The amazing, efficient home we speak of is in Sugarhouse. 'Net-positive' is a term assigned to a structure that actually generates as much or more energy than it consumes. It's not something that costs boatloads of money to create; it just requires a bit of research and the willingness to commit to the necessary design. The Campbell's home is beautiful -- the visual aesthetic they've created is as impressive as its sustainability -- and they managed to complete it for less than it would likely cost to buy a typical home in the same 'hood. The floor plan is open and spacious, the lines are clean and modern [mmm...concrete floors], and no detail's been missed. The living room is home to a steel 'solar wall', on which bands of steel correlate with the sunlit spots during various months.
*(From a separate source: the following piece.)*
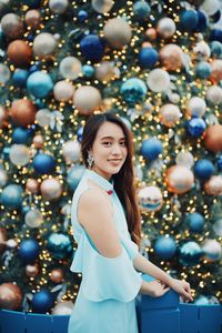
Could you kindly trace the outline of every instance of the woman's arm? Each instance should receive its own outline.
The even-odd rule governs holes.
[[[183,301],[193,301],[192,295],[191,295],[190,284],[188,282],[171,278],[164,271],[162,271],[157,265],[151,263],[148,259],[145,259],[141,253],[138,253],[138,255],[133,260],[133,266],[137,271],[140,271],[144,274],[151,275],[154,279],[162,282],[163,284],[161,284],[161,283],[160,284],[163,287],[164,287],[164,285],[172,287],[175,292],[178,292],[182,296]],[[158,286],[157,283],[158,283],[158,281],[143,283],[141,286],[141,293],[149,293],[149,292],[147,292],[147,290],[149,290],[150,286],[152,290],[154,287],[154,290],[158,290],[158,292],[159,292],[160,286]]]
Seriously...they power two electric vehicles from their home. Seriously.
The Campbells are kind of a big deal. They've set a new and perfectly-attainable standard for the rest of us in terms of reducing our carbon footprint [something that should be at the front every local's mind...cough, cough]. Watch for more from these two -- they'll speak on how to recreate what they've done at some public seminars this April.
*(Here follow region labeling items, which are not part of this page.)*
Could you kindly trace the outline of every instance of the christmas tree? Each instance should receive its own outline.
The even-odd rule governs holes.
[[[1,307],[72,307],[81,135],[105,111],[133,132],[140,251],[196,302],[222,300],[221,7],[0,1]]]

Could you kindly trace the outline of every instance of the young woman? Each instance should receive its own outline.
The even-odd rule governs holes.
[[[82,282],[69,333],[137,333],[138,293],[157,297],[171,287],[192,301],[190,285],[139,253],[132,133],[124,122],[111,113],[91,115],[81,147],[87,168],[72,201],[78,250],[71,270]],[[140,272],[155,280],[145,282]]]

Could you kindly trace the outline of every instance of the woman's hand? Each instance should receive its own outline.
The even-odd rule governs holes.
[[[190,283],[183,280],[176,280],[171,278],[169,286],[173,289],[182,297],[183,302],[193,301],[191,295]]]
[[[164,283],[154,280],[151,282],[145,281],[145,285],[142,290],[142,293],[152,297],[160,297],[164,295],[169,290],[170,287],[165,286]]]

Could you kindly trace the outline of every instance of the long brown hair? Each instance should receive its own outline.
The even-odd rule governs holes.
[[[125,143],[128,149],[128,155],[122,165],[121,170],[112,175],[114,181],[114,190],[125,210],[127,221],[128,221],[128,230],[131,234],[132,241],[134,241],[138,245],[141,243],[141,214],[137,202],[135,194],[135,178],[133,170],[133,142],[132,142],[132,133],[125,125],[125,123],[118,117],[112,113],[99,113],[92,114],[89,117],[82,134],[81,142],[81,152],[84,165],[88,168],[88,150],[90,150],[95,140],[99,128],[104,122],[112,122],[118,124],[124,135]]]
Now read on for the gloriously-geeky details...
Having built this house, is there a message you’d like to pass on to others? The main message I'd like to get out is that energy independence is well within the reach of the average citizen. With a small amount of thought, planning, and creativity, one can harvest all the energy they need for their home and commuting needs. And best of all, the simplest path to this independence involves taking advantage of the free and inexhaustible solar energy we are blessed with living in Salt Lake City.
What was the inspiration for this project? The inspiration came from many sources, but the initial thought process started with simple geometry understood by astronomers in Ireland over 5,000 years ago, solar communities built in 5th-century Greece, and the Anasazi cliff-dwelling Indians of Mesa Verde. This, coupled with modern building materials and now-incredibly-affordable solar-electric panels can render brilliant simplicity and over 100% of energy needs being met.
Without making your fingers too tired, touch on some of the key factors in the efficiency of your home:
1. Orientation -- The long axis of the house runs east-west, perfect for SLC where our grid system is setup around true north.
2. Geometry -- The simple roof lines, eave design, and window placement let in solar heat during heating months (late October through mid April) and block it out the rest of the year. Simple roof geometry keeps building costs low and provides for far more solar panels to be easily installed.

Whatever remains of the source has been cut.